French President Emmanuel Macron came under attack from the opposition on Thursday after describing his countrymen as "Gauls who are resistant to change" during a trip to Denmark.
The comments came during an exchange with French expatriates in the Scandinavian country, which Macron admires for its economic model that mixes a strong social security system with rules allowing companies to easily fire workers.
"Let's not be naive, what is possible is linked to a culture, to a people who are the product of their history," Macron said on Wednesday.
"These Lutheran (Protestant) people, who have experienced transformations in recent years, are not like the Gauls who are resistant to change," he said, using a term for the ancient tribes that roamed France more than 2000 years ago.
The remark echoed previous comments by Macron saying the French "hate reforms" and that the country is "unreformable".
He prefers instead to talk about a "transformation" under his leadership.
The 40-year-old former investment banker is trying to push through his own version of Denmark's "flexi-curity" -- flexibility and security -- by loosening French labour law and reforming the social security system.
But the opposition back home seized on the remarks.
"As usual, he scorns the French while overseas. The Gauls will take great pleasure in responding to his arrogance and contempt," said far-right leader Marine Le Pen.
Leftwing MP Alexis Corbiere from the France Unbowed party denounced Macron for his "staggeringly stupid remarks".
"Macron in Denmark is not only contemptuous of his own people but also very ignorant about the Gauls who were incredibly progressive," he added.
"It is unacceptable to hear the president stereotype and criticise the French people abroad," tweeted the head of the centre-right Republicans party, Laurent Wauquiez.
The president was quick to respond while in Finland where he is on the second leg of his Scandinavian trip.
"You need to step back from the controversy and social media," Macron told reporters, describing his remarks as "a light-hearted moment".
"I love France and the French people, make no mistake. I love it in all of its components," he added.
"It's not contemptuous to say things, the truth.

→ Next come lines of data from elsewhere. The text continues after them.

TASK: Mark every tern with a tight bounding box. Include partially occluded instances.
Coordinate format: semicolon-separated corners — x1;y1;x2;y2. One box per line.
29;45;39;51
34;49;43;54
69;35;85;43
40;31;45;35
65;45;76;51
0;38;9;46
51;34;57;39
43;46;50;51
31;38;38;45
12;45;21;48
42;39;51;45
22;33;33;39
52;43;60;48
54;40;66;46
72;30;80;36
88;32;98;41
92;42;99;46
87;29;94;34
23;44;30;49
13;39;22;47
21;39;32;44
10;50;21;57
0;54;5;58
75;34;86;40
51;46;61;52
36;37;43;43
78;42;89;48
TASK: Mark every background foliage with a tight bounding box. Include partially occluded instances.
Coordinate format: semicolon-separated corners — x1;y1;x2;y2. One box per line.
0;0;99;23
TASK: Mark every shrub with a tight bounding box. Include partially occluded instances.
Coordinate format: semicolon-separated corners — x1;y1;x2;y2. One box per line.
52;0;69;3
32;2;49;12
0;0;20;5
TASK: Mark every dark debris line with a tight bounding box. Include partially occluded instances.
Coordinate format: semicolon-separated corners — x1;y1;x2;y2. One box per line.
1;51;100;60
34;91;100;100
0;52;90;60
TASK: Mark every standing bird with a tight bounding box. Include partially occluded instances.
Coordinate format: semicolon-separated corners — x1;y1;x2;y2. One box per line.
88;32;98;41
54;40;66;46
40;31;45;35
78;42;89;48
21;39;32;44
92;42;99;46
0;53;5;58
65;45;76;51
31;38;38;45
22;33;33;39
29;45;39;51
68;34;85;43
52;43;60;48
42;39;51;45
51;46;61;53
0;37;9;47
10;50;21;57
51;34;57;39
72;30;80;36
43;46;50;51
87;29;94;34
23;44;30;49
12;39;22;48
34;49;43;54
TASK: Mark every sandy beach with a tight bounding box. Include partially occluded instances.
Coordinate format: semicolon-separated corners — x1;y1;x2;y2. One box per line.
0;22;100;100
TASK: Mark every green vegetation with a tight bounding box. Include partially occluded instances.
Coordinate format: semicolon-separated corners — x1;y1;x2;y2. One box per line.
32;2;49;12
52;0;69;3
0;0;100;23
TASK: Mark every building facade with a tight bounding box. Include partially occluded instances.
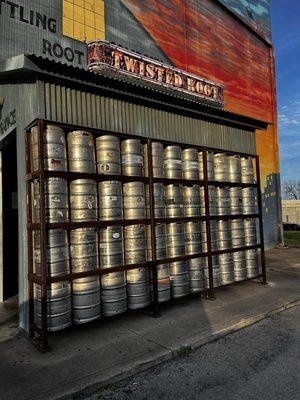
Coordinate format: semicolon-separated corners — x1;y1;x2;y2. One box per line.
0;0;281;334
282;201;300;225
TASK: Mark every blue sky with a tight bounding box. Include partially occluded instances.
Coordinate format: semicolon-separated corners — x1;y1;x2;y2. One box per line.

We are not a country with a culture of consensus, of adjustments little by little," he said.
He also defended a decision to appoint French writer Philippe Besson as consul general for France in Los Angeles.
Besson, who has written some 20 novels, is a close personal friend of Macron and his wife Brigitte who penned an overwhelmingly positive book on how Macron captured the French presidency in May 2017.

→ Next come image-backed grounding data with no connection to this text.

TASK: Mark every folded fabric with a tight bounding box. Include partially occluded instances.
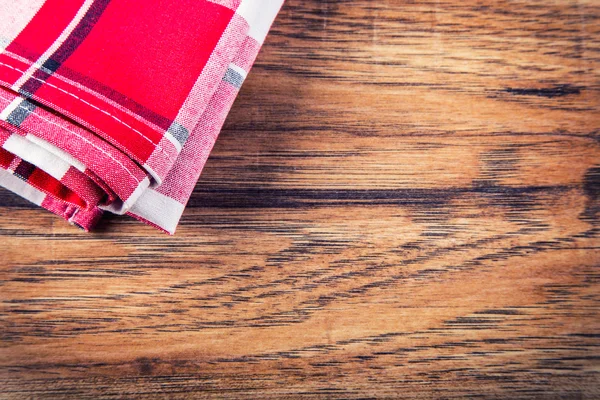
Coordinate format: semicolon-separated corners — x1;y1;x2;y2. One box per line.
0;0;283;233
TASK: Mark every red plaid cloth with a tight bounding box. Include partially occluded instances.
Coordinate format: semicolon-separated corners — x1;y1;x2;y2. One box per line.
0;0;283;233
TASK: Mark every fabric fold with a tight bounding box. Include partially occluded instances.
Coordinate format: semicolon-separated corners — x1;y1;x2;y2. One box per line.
0;0;284;233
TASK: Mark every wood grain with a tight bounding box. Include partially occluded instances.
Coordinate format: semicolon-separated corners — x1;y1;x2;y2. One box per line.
1;0;599;398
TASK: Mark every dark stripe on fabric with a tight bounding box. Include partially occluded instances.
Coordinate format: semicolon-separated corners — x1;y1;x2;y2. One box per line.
13;160;36;181
6;100;37;127
223;67;244;89
18;0;113;96
167;122;190;147
41;58;61;73
49;0;112;65
18;69;52;97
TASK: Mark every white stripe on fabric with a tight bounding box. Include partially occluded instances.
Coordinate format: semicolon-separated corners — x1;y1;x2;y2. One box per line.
0;97;22;120
236;0;284;44
0;167;46;206
143;163;161;187
128;189;185;234
25;133;87;172
99;176;151;215
3;134;70;180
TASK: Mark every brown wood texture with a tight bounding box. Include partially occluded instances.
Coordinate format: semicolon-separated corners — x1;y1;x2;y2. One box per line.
1;0;600;398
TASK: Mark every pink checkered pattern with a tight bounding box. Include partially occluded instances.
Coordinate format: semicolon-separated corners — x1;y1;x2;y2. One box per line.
0;0;284;233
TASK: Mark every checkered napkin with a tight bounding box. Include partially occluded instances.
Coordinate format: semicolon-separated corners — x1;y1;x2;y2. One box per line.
0;0;284;233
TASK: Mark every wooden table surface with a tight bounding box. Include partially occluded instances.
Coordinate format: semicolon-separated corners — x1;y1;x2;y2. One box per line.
1;0;599;398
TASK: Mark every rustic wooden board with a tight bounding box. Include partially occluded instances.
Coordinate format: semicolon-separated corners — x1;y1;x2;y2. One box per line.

"There is no cronyism in exchange for favours," Macron said, indicating he would "continue to open up all of the top state jobs to people with talent and strengths from all walks of life."
The criticism comes as problems mount for the centrist leader who swept to power promising to end decades of high unemployment and reform the European Union.
He suffered a major political scandal this summer when a senior security aide was filmed manhandling protesters, and his poll ratings have slumped to their lowest-ever levels.
On Tuesday, he suffered a major blow to his green credentials when his popular environment minister resigned live on radio, saying the government was doing too little and was influenced by "lobbies".
Some political opponents accused Macron of trying to create a diversion from these domestic problems, but political commentator Mathieu Chaigne from the consulting group BVA disagreed.
"Rather than trying to divert attention, I really think he is talking about his deepest conviction," he said.
"He wants a model of risk takers, which is colliding with the French system which seeks protection above all."